Anche se il tentativo di colpo di stato del 2022 non è andato a buon fine, è evidente che militari hanno ancora il potere di condizionare la stabilità della democrazia brasiliana. Questo dato preoccupa ancora di più visto che nell’esercito serpeggia un forte malumore verso il governo Lula, che tra l’altro attraversa un momento di difficoltà. Secondo un sondaggio dell’istituto Datafolha pubblicato il 14 febbraio, solo il 24 per cento dei brasiliani valuta positivamente la sua azione come capo di stato, si tratta di undici punti percentuali in meno rispetto alla metà di dicembre 2024. Il 41 per cento dei cittadini pensa addirittura che la sua presidenza sia “pessima o deplorevole”.
Il calo di approvazione è evidente soprattutto tra le fasce della popolazione che avevano sempre sostenuto la sua gestione: donne e cattolici, neri e persone povere. Anche se i dati sulla disoccupazione sono molto buoni – è al 6,2 per cento, il dato più basso dal 2012 – e anche se il paese ha ritrovato un posto di primo piano sulla scena internazionale dopo gli anni della presidenza Bolsonaro, nel 2024 l’inflazione è aumentata e questo ha avuto ricadute sulla vita quotidiana dei brasiliani. I prezzi di alcuni prodotti molto comuni, come caffè, carne, olio di soia, latte e derivati, sono aumentati anche del 50 per cento.

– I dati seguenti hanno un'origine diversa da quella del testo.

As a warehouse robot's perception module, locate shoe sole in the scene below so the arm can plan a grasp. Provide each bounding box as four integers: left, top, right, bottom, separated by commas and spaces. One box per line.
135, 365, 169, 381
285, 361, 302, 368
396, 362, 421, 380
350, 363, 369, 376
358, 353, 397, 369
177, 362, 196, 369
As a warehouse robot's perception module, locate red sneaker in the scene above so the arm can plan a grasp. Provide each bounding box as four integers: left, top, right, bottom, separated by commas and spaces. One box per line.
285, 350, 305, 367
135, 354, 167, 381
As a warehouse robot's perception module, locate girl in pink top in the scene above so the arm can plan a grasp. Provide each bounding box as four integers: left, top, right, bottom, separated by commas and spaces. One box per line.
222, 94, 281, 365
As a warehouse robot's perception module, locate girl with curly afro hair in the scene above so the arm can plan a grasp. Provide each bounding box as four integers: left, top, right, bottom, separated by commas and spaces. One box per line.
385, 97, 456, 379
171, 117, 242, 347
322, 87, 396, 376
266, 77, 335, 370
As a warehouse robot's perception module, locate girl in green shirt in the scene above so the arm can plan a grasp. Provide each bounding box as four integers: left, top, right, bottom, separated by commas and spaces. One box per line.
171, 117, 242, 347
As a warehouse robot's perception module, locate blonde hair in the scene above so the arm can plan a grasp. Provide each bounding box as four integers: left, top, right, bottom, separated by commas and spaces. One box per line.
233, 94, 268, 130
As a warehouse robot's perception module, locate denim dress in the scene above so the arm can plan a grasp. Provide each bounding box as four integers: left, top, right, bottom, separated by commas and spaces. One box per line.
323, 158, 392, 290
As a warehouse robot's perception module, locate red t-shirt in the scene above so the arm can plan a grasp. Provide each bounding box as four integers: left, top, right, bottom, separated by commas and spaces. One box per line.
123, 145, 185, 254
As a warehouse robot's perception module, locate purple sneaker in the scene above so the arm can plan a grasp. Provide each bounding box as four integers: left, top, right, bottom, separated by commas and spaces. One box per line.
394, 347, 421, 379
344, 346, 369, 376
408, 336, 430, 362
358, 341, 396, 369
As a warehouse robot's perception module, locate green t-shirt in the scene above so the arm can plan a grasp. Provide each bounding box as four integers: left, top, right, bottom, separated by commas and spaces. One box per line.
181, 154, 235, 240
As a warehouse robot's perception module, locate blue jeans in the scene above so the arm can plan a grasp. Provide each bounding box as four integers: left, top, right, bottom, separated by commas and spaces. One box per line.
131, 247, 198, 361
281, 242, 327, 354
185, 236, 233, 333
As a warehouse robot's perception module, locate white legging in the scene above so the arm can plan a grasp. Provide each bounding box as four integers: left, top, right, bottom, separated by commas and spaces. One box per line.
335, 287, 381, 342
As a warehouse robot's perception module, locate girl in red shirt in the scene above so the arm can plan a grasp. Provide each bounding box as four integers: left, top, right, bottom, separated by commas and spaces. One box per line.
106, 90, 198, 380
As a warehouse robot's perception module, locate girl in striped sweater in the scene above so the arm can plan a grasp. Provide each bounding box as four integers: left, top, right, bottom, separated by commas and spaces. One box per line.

Non sono segnali incoraggianti in vista delle elezioni del 2026. A sinistra Lula non ha ancora ufficializzato la sua candidatura, mentre Bolsonaro è stato dichiarato ineleggibile fino al 2030 per aver diffuso informazioni false sul sistema di voto elettronico. Lui però sostiene di potersi candidare. Nel frattempo l’indagine della procura sarà sottoposta alla corte suprema, che dovrà decidere se portare l’ex presidente di estrema destra a processo e se ordinarne l’arresto prima del giudizio. L’accusa chiede dai dodici ai quarant’anni di carcere, anche se molti esperti escludono la possibilità di una pena così severa. La tenuta della democrazia brasiliana si deciderà nei prossimi mesi.